Parasite clearance and protection from Plasmodium falciparum infection (PCPI): a two-arm, parallel, double-blinded, placebo-controlled, randomised trial of presumptive sulfadoxine-pyrimethamine versus artesunate monotherapy among asymptomatic children 3-5 years of age in Zambia

Background: The 2022 malaria chemoprevention guidelines of the World Health Organization (WHO) recommend the provision of a full treatment course of an antimalarial medicine at predefined intervals, regardless of whether the child is infected with malaria, to prevent illness in moderate to high perennial malaria transmission settings. Sulfadoxine-pyrimethamine (SP) is usually used for this intervention, now called perennial malaria chemoprevention (PMC). The K540E mutation in the dihydropteroate synthase ( dhps ) gene circulating in Africa is thought to be associated with treatment failure and reduced chemoprevention efficacy in children but the exact effect remains unclear. Methods: This protocol is for a two-arm, parallel, double-blind, placebo-controlled, randomised trial in Zambia that is designed to evaluate the effect of parasite genotypes on the efficacy of single-dose SP among asymptomatic children between 3-5 years of age. Children are randomly allocated to one of two groups for directly observed treatment. Over seven consecutive days (days -7 to -1), children in the SP group (n=400) receive placebo artesunate (AS), then active SP (day 0). In contrast, children in the AS group (n=200) receive active artesunate for seven consecutive days, followed by placebo SP (day 0). Then, on days 0, 2, 5, 7, and weekly thereafter until day 28, children provide blood for thick smear slides.
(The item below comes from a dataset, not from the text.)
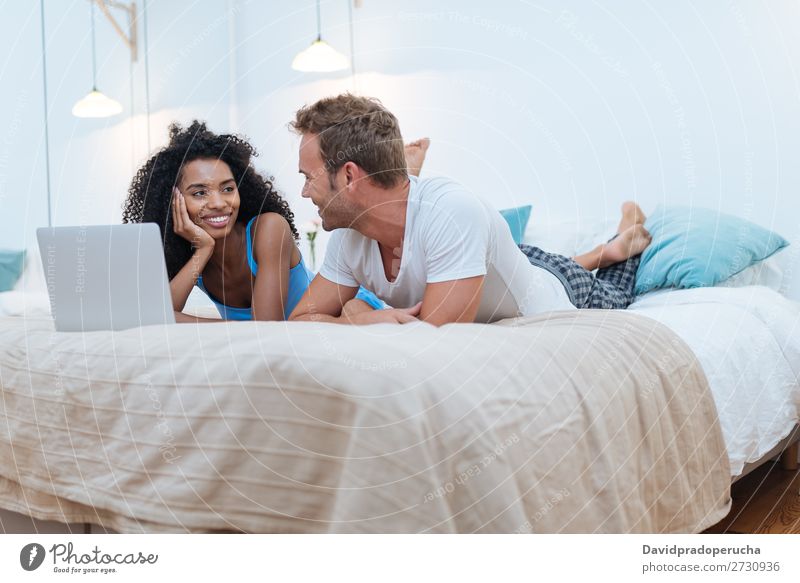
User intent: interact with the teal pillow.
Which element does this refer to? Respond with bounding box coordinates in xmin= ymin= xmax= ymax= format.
xmin=635 ymin=206 xmax=789 ymax=294
xmin=500 ymin=205 xmax=531 ymax=245
xmin=0 ymin=249 xmax=25 ymax=292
Dried blood spots are collected on the same days and weekly from day 28 to day 63 for quantitative polymerase chain reaction (qPCR) and genotype analyses using a platform based on PCR followed by targeted next-generation sequencing. Discussion: Our aim is to measure the effect of the parasite genotypes associated with SP resistance on parasite clearance and protection from new infection when exposed to SP chemoprevention. We will report unblinded results including: (i) time-to-parasite clearance among SP recipients who were positive on day 0 by qPCR and measured to day 63; (ii) mean duration of SP protection against infection, and (iii) mean duration of symptom-free status among SP recipients who were parasite free on day 0 by qPCR. Our conclusions will reflect on the utility of WHO’s new malaria chemoprevention efficacy study protocol with its follow-up to day 28 versus day 63. Trial Registration: ClinicalTrials.gov NCT06166498; 11/12/2023.